If you haven’t yet discovered the young English writer Rachel Cusk, I urge you to do so.  Last year’s offering from her , Outline,  was just a shard less spectacular than her just released new novel Transit (note the use of single words as her titles: her writing’s as spare as those one words, with their double/triple meanings and ambiguities). Cusk is fascinated by the ordinary, or seemingly ordinary, conversations she, or her protagonist, has; the narrator asks random people probing questions in the course of an approximately two week period in Transit. Everyone is, in some way, indeed in transit in this novel, and the narrator, a writer herself, asks penetrating and brilliant questions of those whom she encounters (a hairdresser dying her hair; a random student in a fiction class she teaches; a cousin recently remarried; contractors fixing up her new house; a close women friend with whom she has coffee, amongst others).
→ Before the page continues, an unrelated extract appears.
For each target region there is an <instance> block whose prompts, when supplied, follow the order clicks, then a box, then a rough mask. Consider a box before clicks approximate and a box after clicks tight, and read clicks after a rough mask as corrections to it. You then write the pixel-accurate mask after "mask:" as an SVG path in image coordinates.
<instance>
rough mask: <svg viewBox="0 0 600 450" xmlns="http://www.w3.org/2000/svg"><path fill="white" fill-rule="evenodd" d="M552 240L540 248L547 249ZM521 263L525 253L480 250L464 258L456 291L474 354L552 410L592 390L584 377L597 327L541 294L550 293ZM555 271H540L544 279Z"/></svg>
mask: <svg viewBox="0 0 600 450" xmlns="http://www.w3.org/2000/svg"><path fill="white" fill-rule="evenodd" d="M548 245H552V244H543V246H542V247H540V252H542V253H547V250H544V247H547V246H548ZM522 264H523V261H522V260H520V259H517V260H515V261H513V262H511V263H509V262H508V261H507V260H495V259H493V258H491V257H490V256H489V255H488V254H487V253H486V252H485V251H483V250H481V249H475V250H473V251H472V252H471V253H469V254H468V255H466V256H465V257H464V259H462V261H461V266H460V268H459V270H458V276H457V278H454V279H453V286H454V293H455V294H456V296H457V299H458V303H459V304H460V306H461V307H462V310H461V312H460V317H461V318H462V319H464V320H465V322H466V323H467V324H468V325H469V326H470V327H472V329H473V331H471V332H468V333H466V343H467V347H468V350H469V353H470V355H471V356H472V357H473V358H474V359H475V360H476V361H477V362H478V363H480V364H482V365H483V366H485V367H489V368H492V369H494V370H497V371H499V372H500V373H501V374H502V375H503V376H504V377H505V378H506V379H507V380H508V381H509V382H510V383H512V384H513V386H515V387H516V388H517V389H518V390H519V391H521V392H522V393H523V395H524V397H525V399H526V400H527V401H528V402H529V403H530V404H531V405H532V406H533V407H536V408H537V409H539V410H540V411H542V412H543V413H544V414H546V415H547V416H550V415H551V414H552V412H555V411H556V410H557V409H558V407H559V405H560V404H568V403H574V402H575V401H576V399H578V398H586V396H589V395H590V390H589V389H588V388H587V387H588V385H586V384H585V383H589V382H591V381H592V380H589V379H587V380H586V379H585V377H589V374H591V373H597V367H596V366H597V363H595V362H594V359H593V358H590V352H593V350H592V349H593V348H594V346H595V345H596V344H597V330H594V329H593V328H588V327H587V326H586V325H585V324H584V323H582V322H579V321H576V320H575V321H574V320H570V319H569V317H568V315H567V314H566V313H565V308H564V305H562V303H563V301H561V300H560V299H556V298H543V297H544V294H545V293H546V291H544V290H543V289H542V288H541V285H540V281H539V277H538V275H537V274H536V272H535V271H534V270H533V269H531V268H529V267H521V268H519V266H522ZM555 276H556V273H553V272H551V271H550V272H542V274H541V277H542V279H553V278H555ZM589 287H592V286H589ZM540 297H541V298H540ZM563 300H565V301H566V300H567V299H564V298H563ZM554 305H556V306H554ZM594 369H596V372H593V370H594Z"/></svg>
I note that the narrator is only once given a name, and a first name only, and that appears when she is having dinner with a new male friend, who actually asks her some questions and seems to understand the basic drift of what she’s doing–he, thus, deserves to know her name.

What the narrator is doing is getting her subjects to address times in their lives when they are/were looking for freedom, for transformation, for epiphanies.  As a writer/teacher, she is able to propose that the narrative structures that people give to key incidents in their lives may well be the very opposite of other such structures she suggests to them.  Or she’ll propose that the freedom they believe they’ve found may well be the opposite of what they think they’ve found.  I felt an element of the writer as therapist, occasionally, in Transit, and a brilliant one at that, but by making these pithy observations/aphorisms/de La Rouchefoucaldisms into literature, Cusk suggests how many different narratives we might make of our lives, or how many a writer could pursue in her writing.  Cusk is, in many ways, a kind of contemporary philosopher; reading Transit is a lot like reading Renata Adler’s Speedboat, the first time, way back in the late sixties or seventies: one luxuriates in one epiphany after another.  In this sense, Transit is very much a postmodern novel, as Cusk’s ability to alter the narrative structures of people’s lives and external/internal facts is very much a postmodern trope.  If you toss in Cusk’s Englishness, and put her in the same lineage as writers/philosophers like Iris Murdoch, you’ll get some sense of her brilliance and her deep understanding of human nature.  Cusk/the narrator seems to thrive on such writing/teaching/analysis/structure, and one does wonder a tad what’s in it for her, where her own allegiances and feelings lay, but one gets so caught up in what’s really a series of random encounters that we lose our curiosity a bit about her, except when she’s discussing her two small sons, when we sense both distance and, perhaps, a bit of coldness, as if her own narrative here is beyond her control. 

And Cusk writes with brilliant prose, simple, narrative prose, without an error in word choice, structure, anything, much in the tradition of English writer Anita Brookner, who also wrote flawless prose.  (English writers Tessa Hadley and Jo Baker also fit this category: they are also incredibly astute psychologists and flawless stylists).  Oddly, Transit’s a page turner; you can’t put it down as you marvel at the questions, at the narrator/writer’s ability to ask these questions, at refusing conclusions which seem too simple to her; Cusk has all the hallmarks of that rare avis, the great listener.  Any readers who are also writers, novelists or even essayists in particular, will see how Cusk approaches writing as a total way of living; virtually no distinctions are made between art and life in this brilliant novel.

The narrator’s in as much transit as her characters are; she’s recently divorced, moved back to London, has two children to raise, and some relatively minor teaching gigs, though it’s clear that she’s a well known writer (one of the scenes she draws is of a weekend writers’ conference, which is one of the most brilliant pieces of writing in the novel: writers are talking about the differences and/or similarities between their writings and their lives, but our narrator sticks strictly to reading sections of her new book).  One could even read Transit as an armchair seminar on writing,and in structuring narrative our of flotsam and jetsam.   Transit’s already the best book I’ve read this year, and Cusk is a very young woman, so we’ve got lots of years of reading pleasure in front of us from Rachel Cusk, a truly brilliant writer and thinker.   Transit’s a must read.